Born on 1 November 1889, Hannah played a key role within the Berlin Dada movement as the only woman involved. Her unique collages demonstrate a constant exploration of gender fluidity and sexuality. She was a pioneering artist, who’s engagement with photomontage allowed for a revolutionary contention with modernity, mass media and constructs of femininity. She achieved a vastly successful career despite the marginalisation she experienced within the Dada movement, describing in hindsight how her male contemporaries “continued for a long time to look on us women artists as charming and gifted amateurs, denying us any real professional status.”
Hannah’s art was constantly dealing with themes of queerness, sexuality and gender expression. She left Raoul Hausmann in 1922 and began a relationship with Dutch avant-garde writer Til Brugman in 1926, marking a turning point in her creative output. Though Dadaist art during this period was full of explorations into relationships and sexuality, Hannah’s distinct pieces offered a uniquely female perspective, portraying queer desire and her own bisexuality beautifully and engagingly.
Hannah’s work perceptively highlights the existence of lesbian subcultures in Weimar Berlin, as well as how the emergence of the “New Woman” promoted an increasing engagement with gender fluidity. Given that she worked in a society and art world where misogyny was the norm, seen through the violent and disturbing imagery employed by artists like Otto Dix and George Grosz, Hannah was exceptional in her ability to subvert these obstacles.

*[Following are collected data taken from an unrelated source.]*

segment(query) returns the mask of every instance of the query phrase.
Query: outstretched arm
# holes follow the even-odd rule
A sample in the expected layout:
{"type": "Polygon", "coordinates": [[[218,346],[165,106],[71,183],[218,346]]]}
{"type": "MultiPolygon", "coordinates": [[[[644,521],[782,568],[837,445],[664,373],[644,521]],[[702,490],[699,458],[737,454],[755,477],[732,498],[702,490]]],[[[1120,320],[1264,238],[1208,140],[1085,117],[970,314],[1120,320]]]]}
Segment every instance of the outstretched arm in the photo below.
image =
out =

Three pieces by Hannah most exemplify the themes of her career: The Beautiful Girl (1919-20), Roma (1925) and Tamer (1930). Fragmented images create distorted and unsettling faces across her work. Each of these three pieces are no exception, with the latter combining a masculine-appearing body with the head of a significantly more feminine mannequin. Hannah bends the traditional cis-normative gender expectations of the 1920s to form some of her most subversive work. She jumps between extreme images of hyper-femininity and androgyny, highlighting the new sexual freedoms of Weimar Germany alongside ongoing restrictions. Hannah’s work is satirical and ironic, yet also poignant. It highlights the challenges and vulnerabilities many queer women experienced during this period, exemplified by the threatening dark cogs and machinery surrounding faceless figures in The Beautiful Girl.

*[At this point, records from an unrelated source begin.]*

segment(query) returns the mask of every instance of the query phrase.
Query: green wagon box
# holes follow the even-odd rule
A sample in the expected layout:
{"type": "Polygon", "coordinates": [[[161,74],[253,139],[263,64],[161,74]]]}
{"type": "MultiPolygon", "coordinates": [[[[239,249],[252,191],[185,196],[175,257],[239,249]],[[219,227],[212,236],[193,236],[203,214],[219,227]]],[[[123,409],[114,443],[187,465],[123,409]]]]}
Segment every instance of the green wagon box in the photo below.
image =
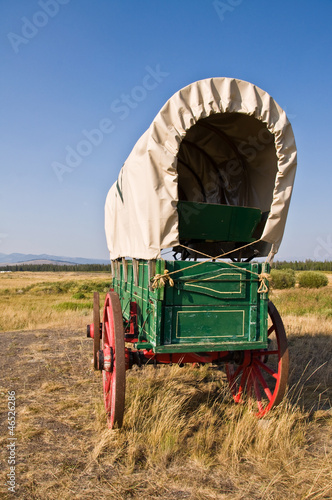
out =
{"type": "Polygon", "coordinates": [[[174,285],[151,289],[149,264],[138,263],[135,284],[133,263],[126,261],[113,288],[126,322],[136,303],[136,348],[147,342],[154,353],[265,349],[268,294],[257,293],[263,266],[204,262],[195,272],[190,262],[158,260],[156,273],[175,273],[174,285]]]}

Collage has always been an inherently political and empowering medium. Hannah’s work exists amongst more modern examples, which have recently inspired contemporary forays into the social impact of art. Alice Wroe’s project, Herstory, which began back in 2016, focused on zine culture and its relationship to feminist art. It provided an opportunity for people of all genders to recognise aspects of women’s history through the medium of art, something Hannah’s own work called for back in the 1920s.

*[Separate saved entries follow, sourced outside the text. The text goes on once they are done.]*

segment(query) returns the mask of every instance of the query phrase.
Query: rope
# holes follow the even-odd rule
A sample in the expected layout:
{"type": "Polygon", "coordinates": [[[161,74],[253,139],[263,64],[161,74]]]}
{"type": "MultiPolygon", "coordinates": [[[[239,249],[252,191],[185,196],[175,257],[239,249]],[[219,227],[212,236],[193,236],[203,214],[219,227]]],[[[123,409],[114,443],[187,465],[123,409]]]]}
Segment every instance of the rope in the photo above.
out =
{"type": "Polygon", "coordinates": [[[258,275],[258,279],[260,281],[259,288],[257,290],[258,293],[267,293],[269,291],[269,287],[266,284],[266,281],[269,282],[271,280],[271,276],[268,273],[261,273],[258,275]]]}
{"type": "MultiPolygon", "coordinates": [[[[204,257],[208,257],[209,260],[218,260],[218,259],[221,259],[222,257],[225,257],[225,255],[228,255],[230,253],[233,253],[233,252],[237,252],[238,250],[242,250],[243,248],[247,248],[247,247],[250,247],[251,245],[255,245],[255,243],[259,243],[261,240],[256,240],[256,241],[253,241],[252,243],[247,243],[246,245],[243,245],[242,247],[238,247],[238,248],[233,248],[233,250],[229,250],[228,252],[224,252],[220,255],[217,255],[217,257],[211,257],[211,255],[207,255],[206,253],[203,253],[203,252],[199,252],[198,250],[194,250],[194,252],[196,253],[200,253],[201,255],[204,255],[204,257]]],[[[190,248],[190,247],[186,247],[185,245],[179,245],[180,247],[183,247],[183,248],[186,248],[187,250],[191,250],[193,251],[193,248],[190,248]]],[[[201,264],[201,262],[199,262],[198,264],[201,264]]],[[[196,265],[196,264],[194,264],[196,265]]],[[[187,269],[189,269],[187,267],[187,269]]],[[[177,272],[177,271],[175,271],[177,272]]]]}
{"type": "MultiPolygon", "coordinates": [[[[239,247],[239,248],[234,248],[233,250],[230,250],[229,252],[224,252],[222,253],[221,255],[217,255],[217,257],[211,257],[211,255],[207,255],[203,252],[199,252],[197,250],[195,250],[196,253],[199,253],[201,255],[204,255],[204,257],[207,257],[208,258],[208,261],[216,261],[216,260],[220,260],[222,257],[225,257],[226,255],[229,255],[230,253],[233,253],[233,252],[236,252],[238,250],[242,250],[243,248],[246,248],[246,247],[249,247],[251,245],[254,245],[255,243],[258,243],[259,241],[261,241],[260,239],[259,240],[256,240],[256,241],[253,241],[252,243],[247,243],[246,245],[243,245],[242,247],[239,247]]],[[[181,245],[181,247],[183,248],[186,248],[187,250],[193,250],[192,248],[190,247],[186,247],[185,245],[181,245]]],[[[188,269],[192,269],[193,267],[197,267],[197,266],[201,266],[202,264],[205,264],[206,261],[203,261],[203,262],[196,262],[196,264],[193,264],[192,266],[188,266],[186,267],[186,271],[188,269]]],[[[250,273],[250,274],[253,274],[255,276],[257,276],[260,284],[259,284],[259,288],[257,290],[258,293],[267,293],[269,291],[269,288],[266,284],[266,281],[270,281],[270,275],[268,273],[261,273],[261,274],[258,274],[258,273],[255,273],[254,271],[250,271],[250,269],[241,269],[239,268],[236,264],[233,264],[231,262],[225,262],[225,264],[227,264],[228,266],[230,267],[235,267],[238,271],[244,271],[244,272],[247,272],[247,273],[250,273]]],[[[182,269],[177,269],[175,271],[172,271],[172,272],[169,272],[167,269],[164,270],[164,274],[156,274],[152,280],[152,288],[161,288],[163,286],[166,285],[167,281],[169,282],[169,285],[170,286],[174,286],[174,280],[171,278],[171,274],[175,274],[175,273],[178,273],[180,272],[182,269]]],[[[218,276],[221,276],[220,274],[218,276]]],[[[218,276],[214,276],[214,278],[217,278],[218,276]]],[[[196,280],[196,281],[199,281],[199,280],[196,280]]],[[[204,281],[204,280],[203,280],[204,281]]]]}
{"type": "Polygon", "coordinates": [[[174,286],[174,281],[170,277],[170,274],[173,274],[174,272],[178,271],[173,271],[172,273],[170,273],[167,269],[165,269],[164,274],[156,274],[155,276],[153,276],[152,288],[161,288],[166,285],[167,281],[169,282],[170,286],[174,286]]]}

As zine culture makes a resurgence once more after a stint on social media platforms like Tumblr, Kudzanai-Violet Hwami explained the importance of collage as “the language of today”. The London-based artist explores themes of spirituality, sexuality and identity throughout her large-scale photomontage and painted pieces depicting intimate portrayals of queer and familial love. It’s undeniable that Hannah’s impact and legacy is still felt nearly a hundred years since the peak of her career, as more and more people engage with the medium she played a key role in defining. For her, collage provided the opportunity for political protest and the expression of her gender identity and sexuality. Hannah’s art is one of the most profound starting points in a long history of feminist, queer media, and definitely should not be forgotten.